Tiger Leg Monkey Frog
(image via: Brad Wilson, DVM)
Tigers and monkeys and frogs, oh my! The Tiger Leg Monkey Frog (Phyllomedusa tomopterna) is also known as the Barred Leaf Frog, presumably by people with diminished senses of fun and adventure. Found over a wide range of Amazonian rainforest habitats in northern and western South America, this strikingly marked tree frog is officially listed by IUCN as being of Least Concern though like all rainforest creatures, its future remains clouded by the threat of increased human activity in the region. Credit Flicker user Brad Wilson, DVM for the above and other images of this amazing amphibian.
Phyllomedusa tomopterna, like most Monkey Frogs, spend much of the time far up in rainforest treetops where they risk overexposure to the fierce tropic sun. To counteract the effects of solar radiation, these frogs secrete a waxy substance that acts as a natural sunscreen. Oddly enough, the Tiger Leg Monkey Frog is mainly active at night while sleeping through the day.
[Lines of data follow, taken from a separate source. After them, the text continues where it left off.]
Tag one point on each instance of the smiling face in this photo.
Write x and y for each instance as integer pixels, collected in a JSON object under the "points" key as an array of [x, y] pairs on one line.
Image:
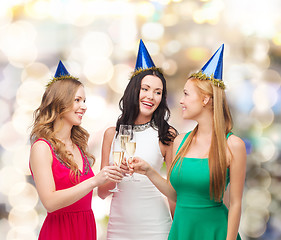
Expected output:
{"points": [[78, 109], [192, 102], [150, 96]]}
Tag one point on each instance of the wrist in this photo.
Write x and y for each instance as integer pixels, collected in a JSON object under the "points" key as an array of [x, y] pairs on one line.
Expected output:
{"points": [[149, 172]]}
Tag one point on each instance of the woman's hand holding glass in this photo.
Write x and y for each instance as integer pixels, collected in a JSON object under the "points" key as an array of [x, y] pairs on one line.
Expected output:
{"points": [[117, 155]]}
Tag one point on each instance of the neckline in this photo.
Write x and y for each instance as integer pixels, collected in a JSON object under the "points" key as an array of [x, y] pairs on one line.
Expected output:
{"points": [[144, 126]]}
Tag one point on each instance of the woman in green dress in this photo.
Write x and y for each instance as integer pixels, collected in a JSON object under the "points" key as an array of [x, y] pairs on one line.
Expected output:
{"points": [[207, 159]]}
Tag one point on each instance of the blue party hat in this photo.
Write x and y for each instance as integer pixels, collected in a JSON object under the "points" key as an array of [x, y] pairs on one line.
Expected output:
{"points": [[61, 70], [212, 70], [144, 61], [61, 73]]}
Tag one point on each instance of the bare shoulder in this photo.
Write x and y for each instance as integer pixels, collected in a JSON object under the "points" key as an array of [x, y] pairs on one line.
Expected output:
{"points": [[40, 152], [235, 143]]}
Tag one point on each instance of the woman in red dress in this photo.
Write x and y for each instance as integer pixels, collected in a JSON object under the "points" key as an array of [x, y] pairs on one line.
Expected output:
{"points": [[59, 161]]}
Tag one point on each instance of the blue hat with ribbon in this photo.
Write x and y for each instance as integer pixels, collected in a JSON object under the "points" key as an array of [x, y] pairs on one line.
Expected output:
{"points": [[212, 70], [61, 74], [144, 61]]}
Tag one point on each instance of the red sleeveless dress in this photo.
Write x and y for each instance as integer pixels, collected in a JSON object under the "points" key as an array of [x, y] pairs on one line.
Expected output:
{"points": [[76, 221]]}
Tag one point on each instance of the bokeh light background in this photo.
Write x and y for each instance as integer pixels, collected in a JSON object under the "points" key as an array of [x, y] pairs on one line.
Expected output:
{"points": [[98, 41]]}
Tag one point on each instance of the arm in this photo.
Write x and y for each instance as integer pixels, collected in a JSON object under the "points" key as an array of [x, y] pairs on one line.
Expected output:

The so-called Cocoa Frog (Hypsiboas sp) is so new – to science, at least – that it doesn’t even have a formal taxonomic name yet. Discovered in southeastern Suriname along with 60 other previously unknown species during an expedition one of the world’s last expanses of undisturbed and unexplored rainforest, this diminutive tree frog sports big brown eyes and a deliciously decadent (oops, been watching too many chocolate commercials) skin striped and splotched with warm shades of cocoa brown.
Madagascar Tomato Frog
(image via: Diana Bradshaw)
The Madagascar Tomato Frog (Dyscophus antongilii) is a large frog whose skin color ranges from yellow-orange to orange-red with males tending toward the former and females the latter. Kudos to Flickr user Diana Bradshaw for her very “ripe” image of a Madagascar Tomato Frog at rest.
One might assume the Madagascar Tomato Frog‘s conspicuous coloration indicates some sort of toxicity, as is the case with many species of brightly colored South American “poison dart” frogs. This African frog takes a slightly different tack: when attacked, its skin secretes a white viscous liquid that acts as a sort of organic krazy glue. In its own way, the Madagascar Tomato Frog advises potential predators their next meal just might be their last.